Considering plasticity of heterochronic changes?
It is well established that environmental factors such as habitat desiccation, food availability, and temperature can influence the timing of metamorphosis and maturation in amphibians [68–71]. The potential effects of temperature on development also partly shaped previous heterochronic hypotheses . This is because, in addition to the idea that ancestral plethodontids were large with long larval periods, it was also thought that the ‘center of origin’ of the family was the high elevations of the southern Appalachian Mountains [29–31, 72]. This biogeographic pattern seemed consistent with the multiple independent accelerations in larval period. That is, larval development was accelerated as lineages dispersed from colder uplands to warmer lowlands. Temperature, food availability, and hydroperiod can influence the age of metamorphosis (and probably maturation) of plethodontids [9, 73–77]. Nevertheless, these effects do not surpass differences among the most developmentally distinct lineages, such as the nearly 10-fold difference in minimum age of metamorphosis between G. porphyriticus and E. quadridigiata. Stark differences in metamorphic age are also found in syntopy. For example, in the southern Appalachians, age at metamorphosis varies from 12 to 24 months for Eurycea wilderae and 36 to 60 months for Gyrinophilus porphyriticus, despite the fact that these species broadly overlap in distribution and develop in the same streams (Additional file 1). Likewise, the larval periods of E. quadridigitata (4 to 6.5 months) and Stereochilus marginatus (13 to 28 months) are distinctly different, yet these species occur and develop in the same habitats on the lowland Coastal Plain.
Here we analyzed minimum metamorphic ages across species, which strongly differ among plethodontids (Figures 3 and 4), and highlights a clear pattern; that the long larval periods of Gyrinophilus porphyriticus and Pseudotriton ruber are clearly derived decelerations. However, our model for spelerpines is certainly not fixed. Environmentally induced shifts in metamorphic age could certainly push some species to accelerate or decelerate metamorphic timing compared to ancestral spelerpines, or even close relatives. For example, larval Eurycea bislineata in some lakes as well as far northern populations, attain a very large body sizes, and the latter are known to take at least 3 years to metamorphose [78, 79]. On the opposite end of the distribution, thyroid hormone treatments of 8-month-old, lab-raised Eurycea tynerensis larvae (from some populations) induce significant metamorphic changes which shows that metamorphic age can be accelerated physiologically [Bonett et al., unpublished]. Further metamorphic data are needed in two important areas: (1) direct comparisons of larvae raised under common conditions to test for more subtle evolutionary shifts in heterochronic patterns among closely related species or populations; and (2) experimental tests of the degree and limits of plasticity within and among species.
Phylogenetic analyses of heterochronic patterns
Accurate interpretations of ancestral states can have profound influences on understanding heterochronic patterns. This is because polarizing heterochronic analyses with distinctly different ancestral states can result in opposite reconstructions and interpretations of the pattern. Here we show examples of how: (1) reconstructing the ancestral timing of metamorphosis in spelerpines changes previous interpretations of patterns in the acceleration and deceleration of descending taxa (Figure 4), and 2) reconstructing maturation across a major life history transition from biphasic to paedomorphic in a clade of Eurycea supports a case of neoteny rather than progenesis (Figure 7).

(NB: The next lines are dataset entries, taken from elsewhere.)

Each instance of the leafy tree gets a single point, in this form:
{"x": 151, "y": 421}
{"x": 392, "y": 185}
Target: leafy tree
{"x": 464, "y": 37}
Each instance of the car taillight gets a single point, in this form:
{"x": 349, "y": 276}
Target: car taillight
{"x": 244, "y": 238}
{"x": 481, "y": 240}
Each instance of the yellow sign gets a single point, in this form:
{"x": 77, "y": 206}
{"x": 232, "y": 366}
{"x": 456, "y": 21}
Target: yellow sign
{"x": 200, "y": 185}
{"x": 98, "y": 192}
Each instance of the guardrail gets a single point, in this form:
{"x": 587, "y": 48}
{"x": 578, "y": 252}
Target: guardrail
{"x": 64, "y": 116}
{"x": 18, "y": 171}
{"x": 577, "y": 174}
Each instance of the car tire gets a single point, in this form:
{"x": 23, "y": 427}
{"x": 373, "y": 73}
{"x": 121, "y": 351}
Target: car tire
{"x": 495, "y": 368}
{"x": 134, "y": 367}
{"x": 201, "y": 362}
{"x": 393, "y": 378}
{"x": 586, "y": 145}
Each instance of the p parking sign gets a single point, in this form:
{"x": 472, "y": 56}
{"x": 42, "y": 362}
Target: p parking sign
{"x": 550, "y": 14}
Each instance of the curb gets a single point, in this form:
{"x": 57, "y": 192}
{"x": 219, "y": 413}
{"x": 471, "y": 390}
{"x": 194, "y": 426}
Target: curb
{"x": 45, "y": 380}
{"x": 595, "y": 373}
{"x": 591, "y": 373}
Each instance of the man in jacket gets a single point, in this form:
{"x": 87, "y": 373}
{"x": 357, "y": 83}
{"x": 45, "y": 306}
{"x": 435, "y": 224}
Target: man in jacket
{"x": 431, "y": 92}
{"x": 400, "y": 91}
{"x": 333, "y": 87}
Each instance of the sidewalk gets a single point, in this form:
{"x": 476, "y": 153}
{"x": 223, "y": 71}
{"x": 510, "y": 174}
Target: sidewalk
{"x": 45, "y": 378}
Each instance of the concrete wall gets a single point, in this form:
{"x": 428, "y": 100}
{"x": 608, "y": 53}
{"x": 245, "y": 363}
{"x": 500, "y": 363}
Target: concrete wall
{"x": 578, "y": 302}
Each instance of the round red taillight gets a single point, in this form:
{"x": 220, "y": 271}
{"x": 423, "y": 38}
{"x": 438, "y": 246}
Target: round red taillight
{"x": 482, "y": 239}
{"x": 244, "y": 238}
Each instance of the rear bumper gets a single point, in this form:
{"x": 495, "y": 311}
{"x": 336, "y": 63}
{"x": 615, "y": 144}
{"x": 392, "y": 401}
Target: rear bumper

Several methods for analyzing the evolution of heterochronic patterns have been developed over the past two decades. These methods have largely focused on ‘sequence heterochronies’, which seek to analyze the sequence of developmental changes of multiple traits among species via event-pairing (for example, [13–18, 80]). Sequence heterochrony methods allow for analyses of individual elements and mixed data types, and alleviate the need for comparable data on age or size for developmental events . Tracing the evolution of sequence heterochronies can also be a complex, and in some cases intractable, problem due to the high number of alternative ancestral sequences (character states) relative to the number of taxa analyzed. By comparison, ‘growth heterochrony’ (also known as deBeerian heterochrony) analyses, where size and shape are used as a proxy for age [2, 3, 57, 81], are relatively more straightforward to reconstruct. A continuous character (for example, absolute age, relative age, size, or shape) is used to code the timing of developmental events. Data for ‘growth heterochronies’ are not always available or comparable among taxa, and therefore phylogenetic-based methods for reconstructing developmental events based on age or size have received less attention than sequence heterochrony methods. In fact, few studies have incorporated error in ancestral estimates to test for significant heterochronic shifts in a phylogenetic context [for example, 17,19].

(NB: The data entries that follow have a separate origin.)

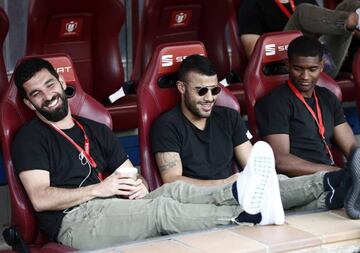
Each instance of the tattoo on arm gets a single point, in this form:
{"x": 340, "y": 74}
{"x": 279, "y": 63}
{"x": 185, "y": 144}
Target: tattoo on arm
{"x": 166, "y": 161}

In our study, the data available and problem at hand allow us to directly analyze the age of metamorphosis and maturation among species. We used both categorical and continuous reconstructions in our analyses to directly test heterochronic changes with respect to age, and both coding schemes (and methods) have advantages and limitations. Categorical analyses facilitate explicit hypothesis tests to analyze the best fit of alternative ancestral states (that is, age categories ), which extends analyses beyond examining calculated probabilities of ancestral states. An obvious advantage of a continuous analysis is that variables do not have to be partitioned into categories, which can be somewhat arbitrary, and could mask shifts in ancestral states that fall within a category. We used 12-month intervals to categorize numbers of months, and our categorical and continuous results largely agreed. Also, as we show here, variation in estimation of continuous ancestral states (for example Bayesian 95% HPD intervals) can be used to assess shifts in developmental timing between nodes, or between nodes and tips. A limitation of reconstructing continuous characters is that lineages that have undergone major shifts (in the character of interest) may effect ancestral state estimation across the tree. This is because the common models used (for example, Brownian Motion and Ornstein-Uhlenbeck) are effectively averaging tip values across ancestral nodes and may not effectively account for major rate shifts within the tree [82, 83]. Another challenge is that variation in ancestral state estimation, especially for deep nodes, can be broad, which may make it difficult to detect significant heterochronic shifts between ancestors and descendants . Stable trait reconstruction methods are currently being developed that account for major rate shifts when estimating continuous ancestral states . These methods should offer more accurate estimates of continuous traits with lower mean squared error than Brownian Motion , which should improve our ability to statistically detect subtle heterochronic shifts. Despite the need for further methodological improvements, we present additional methods and examples that demonstrate how ancestral state reconstruction can be employed to test patterns of heterochronic evolution.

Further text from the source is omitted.